The stable outlook reflects the expectation of an increased credit cushion from robust profits and cash flow over the next 12 months. Coeur Mining has consolidated its business with the expansion of operations at the Rochester mine and the acquisition of SilverCrest.

The Rochester mine accounted for about 11% of gold production and 38% of silver production in 2024. The mine is expected to nearly double its production in 2025, marking the first full year of operation following the completion of the expansion project.

Coeur’s acquisition of SilverCrest in February 2025 added the high-grade, low-cost Las Chispas mine to its portfolio. The acquisition increased the company’s active mines to five and positioned it as a leading U.S. silver producer based on its 2025 guidance. Coeur projects year-over-year increases of 20% and 62% in gold and silver production, respectively, which reflects the inclusion of Las Chispas and increased production from Rochester.

Coeur’s leverage strengthened to 2.5x in 2024, a notable improvement from 7.2x in 2023, driven by an EBITDA of $330 million, over three times that of 2023. The company expects another year of record profits, with an EBITDA of $600 million-$700 million in 2025 as it integrates Las Chipas and as Rochester nears doubling its production.

The company’s financial policy is a key rating consideration. Over the past three years, Coeur dedicated most of its financial resources toward the completion of the Rochester mine expansion. Following the completion of the project, Coeur’s management has declared its intention to prioritize debt repayment with free cash flows. The company has not made any distributions to shareholders over the past six years, and it is expected that this will continue over the next 24 months.
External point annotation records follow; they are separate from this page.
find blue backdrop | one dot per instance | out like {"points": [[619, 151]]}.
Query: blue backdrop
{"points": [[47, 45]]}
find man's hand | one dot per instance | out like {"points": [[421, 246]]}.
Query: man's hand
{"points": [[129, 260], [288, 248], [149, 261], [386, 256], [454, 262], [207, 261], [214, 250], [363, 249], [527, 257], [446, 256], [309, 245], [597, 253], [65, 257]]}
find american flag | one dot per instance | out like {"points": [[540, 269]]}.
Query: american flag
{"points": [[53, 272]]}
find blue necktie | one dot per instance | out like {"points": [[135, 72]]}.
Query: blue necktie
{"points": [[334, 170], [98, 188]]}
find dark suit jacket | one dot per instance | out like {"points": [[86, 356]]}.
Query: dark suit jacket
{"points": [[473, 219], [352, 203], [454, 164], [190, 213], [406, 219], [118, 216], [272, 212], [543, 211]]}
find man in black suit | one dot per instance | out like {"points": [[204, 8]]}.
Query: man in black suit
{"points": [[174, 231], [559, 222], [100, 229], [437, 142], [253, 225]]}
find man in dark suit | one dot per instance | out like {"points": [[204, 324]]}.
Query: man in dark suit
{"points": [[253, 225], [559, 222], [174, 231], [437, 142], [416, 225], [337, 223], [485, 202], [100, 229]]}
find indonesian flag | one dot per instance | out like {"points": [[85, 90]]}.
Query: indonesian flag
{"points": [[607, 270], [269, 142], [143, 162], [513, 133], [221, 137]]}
The stable outlook reflects the expectation for record profits over the next 12 months, improved production profile at Rochester and the inclusion of the Las Chispas mine. The company’s free cash flow is expected to turn significantly positive, providing opportunities for debt reduction.
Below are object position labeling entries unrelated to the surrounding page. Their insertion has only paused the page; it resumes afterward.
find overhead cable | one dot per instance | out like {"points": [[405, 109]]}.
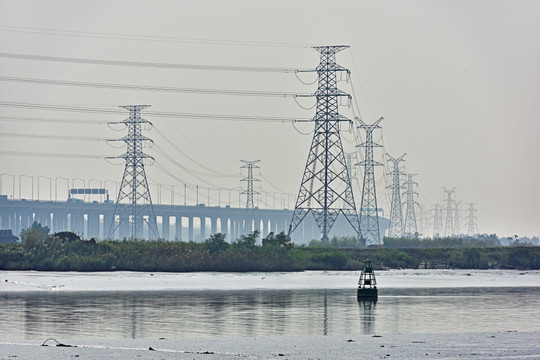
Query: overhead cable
{"points": [[117, 36], [151, 113], [150, 64], [151, 88]]}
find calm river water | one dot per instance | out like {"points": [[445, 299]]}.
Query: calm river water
{"points": [[326, 310]]}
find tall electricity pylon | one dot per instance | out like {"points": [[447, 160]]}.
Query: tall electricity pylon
{"points": [[457, 216], [471, 220], [396, 212], [411, 229], [436, 222], [351, 159], [420, 223], [250, 165], [326, 189], [369, 216], [449, 225], [134, 186], [249, 217]]}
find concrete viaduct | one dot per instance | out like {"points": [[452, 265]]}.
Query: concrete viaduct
{"points": [[175, 222]]}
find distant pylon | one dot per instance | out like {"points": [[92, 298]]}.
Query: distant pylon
{"points": [[249, 217], [250, 192], [457, 216], [436, 222], [449, 225], [326, 189], [396, 212], [420, 223], [351, 161], [411, 229], [471, 223], [369, 216], [134, 186]]}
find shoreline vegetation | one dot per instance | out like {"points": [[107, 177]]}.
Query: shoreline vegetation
{"points": [[68, 252]]}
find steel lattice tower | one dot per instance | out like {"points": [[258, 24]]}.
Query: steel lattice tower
{"points": [[471, 224], [420, 223], [134, 186], [436, 222], [352, 161], [449, 225], [457, 212], [326, 189], [250, 165], [396, 212], [369, 216], [411, 229]]}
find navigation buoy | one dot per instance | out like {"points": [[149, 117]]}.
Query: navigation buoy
{"points": [[367, 284]]}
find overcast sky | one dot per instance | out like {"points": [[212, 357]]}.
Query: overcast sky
{"points": [[457, 82]]}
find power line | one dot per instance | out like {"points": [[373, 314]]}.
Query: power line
{"points": [[117, 36], [189, 157], [43, 154], [150, 88], [39, 119], [150, 64], [248, 118], [54, 137]]}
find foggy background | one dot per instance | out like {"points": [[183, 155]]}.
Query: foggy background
{"points": [[456, 81]]}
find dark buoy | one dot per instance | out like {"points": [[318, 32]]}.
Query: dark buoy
{"points": [[367, 285]]}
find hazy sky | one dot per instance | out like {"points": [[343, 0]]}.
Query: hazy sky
{"points": [[457, 82]]}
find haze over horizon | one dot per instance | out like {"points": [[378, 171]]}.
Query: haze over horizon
{"points": [[457, 83]]}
S&P Global Ratings could lower the rating on Coeur over the next 12 months if it encounters challenges operating the Las Chispas mine or if prolonged operational disruptions at any of its mines lead to lower-than-expected volumes. Conversely, the rating could be raised if Coeur sustains its production profile at all mines, increases the life of its mines, and enhances its financial flexibility through debt reduction.